Chiedere spiegazioni sul perché i polsini della donna si fossero dimostrati tanto rivelatori mi avrebbe portato solo a ottenere una risposta sarcastica e superba ed ero troppo stanco per poter approvare questo suo comportamento senza colpo ferire.
 
«Intendi dunque giacere in poltrona fino a che non arriverà qualche nuovo caso, o posso sperare di vederti perlomeno arrivare al tavolo della cena?»
 
«Giacerò in poltrona finché non mi sarò liberato del mio problema più impellente».
 
«Problema? Holmes, quale pro--»
 
Seguii il suo sguardo, giungendo finalmente all’origine del malumore del mio amico.
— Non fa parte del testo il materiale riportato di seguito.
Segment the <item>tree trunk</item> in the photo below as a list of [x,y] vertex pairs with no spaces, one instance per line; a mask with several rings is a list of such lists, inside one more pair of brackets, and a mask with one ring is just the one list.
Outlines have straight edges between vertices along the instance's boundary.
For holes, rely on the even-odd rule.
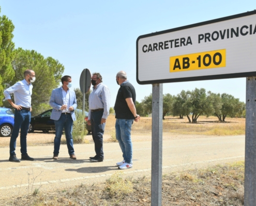
[[223,115],[223,116],[222,116],[222,122],[225,122],[225,118],[226,118],[226,116],[227,116],[227,114]]
[[187,115],[187,117],[188,117],[188,122],[189,122],[189,123],[191,123],[191,121],[190,119],[190,118],[189,118],[189,116],[188,115]]
[[221,114],[218,115],[215,112],[214,113],[214,114],[215,114],[215,115],[218,117],[219,121],[222,122],[222,120],[221,119]]
[[163,119],[164,119],[164,116],[165,116],[167,112],[163,112]]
 Fu come se un groppo di parole mi ostruisse la gola, e ciò che uscì dalle mie labbra fu un flebile gemito strozzato.
 
«Come vede, Watson, sono in lotta con il mio corpo. Il mio cervello non riesce a gestire l’anarchia che in questo periodo si è fatta più prepotente del solito. La questione è estremamente irritante».
 
In quanto dottore sotto i miei occhi sono passati donne ed uomini di ogni tipo, portando malattie e problemi dei generi più disparati; ma sinceramente rimasi piuttosto turbato quando mi resi conto che il rigonfiamento dei pantaloni di Holmes non era dovuto alla presenza della pipa nelle sue tasche.
 
«Holmes», riuscii infine ad articolare. «Lei ha…»
 
In tutta la mia vita di scrittore mai mi fu più difficile trovare i giusti termini per esprimermi ma, fortunatamente, il mio amico mi precedette, lo sguardo sempre fisso sulla scomoda protuberanza.
 
«…un eccessivo afflusso di sangue nel mio apparato riproduttore. Sì, amico mio, e ciò è estremamente dannoso per il mio cervello: necessito che il prezioso liquido rimanga a lavorare presso le meningi e non che si sollazzi presso i miei lombi. Non mi è di alcuna utilità in quella zona».
 
Non osai contraddirlo.
 
«Ma esattamente…quale è la causa di questo afflusso?»
 
«Le ho già risposto: anarchia».
 
«Vi sarà pure un fattore esterno».
 
«Che importanza ha», sbottò, spostando lo sguardo irritato su di me.
 
«Ciò che adesso è necessario è che si plachi».
 
Probabilmente mi lasciai sfuggire una smorfia e Holmes se ne accorse.
 
«Cosa c’è?»
 
Feci un passo verso la porta.
 
«Forse è meglio che vi lasci soli…solo! Ritornerò fra qualche ora».
 
«Non è necessario, Watson. Resti».
 
«No, veramente. Holmes, non vi è alcun bisogno che assista», dissi precipitevolmente.
 
Sembrò abbastanza contrariato e mi fissò con le sopracciglia corrucciate.
 
«Non capisco il perché sia così restio. Non le ha mai dato alcun fastidio e mi ha sempre visto farlo. Anche durante il sonno non sembra che le dia noia. Spesso si unisce anche a me con estremo diletto».
 
«Mi sta calunniando, Holmes! Non ho mai assistito ad alcuna delle sue “attività”, e non intendo affatto iniziare oggi», sbottai, rosso in volto.
 
Il mio amico sembrò piuttosto stordito, poi scrollò le spalle e allungò una mano verso il tavolino, accendendola con calma e senza togliermi gli occhi di dosso.
 
«Watson, se avessi saputo che il mio tabacco le provocava tali problemi avrebbe dovuto dirmelo».
 
Sgranai gli occhi.
 
«T-tabacco?»
 
«Cos’altro, amico mio? Il fumo rilassa le mie membra e al contempo permette al mio cervello di raggiungere il giusto livello di concentrazione. Piuttosto, l’anarchia sembra essersi placata. Le andrebbe di discutere di questa incresciosa discordanza di gusti davanti ad una tazza di tè?»
 
Non obiettai e lasciai che si alzasse, andando a reclamare la bevanda calda presso la nostra governante e lasciandomi in piedi con l’espressione di un uomo afflitto e confuso, domandandomi se dovessi o meno prolungare i turni nel mio ambulatorio per evitare futuri avvenimenti di sorta.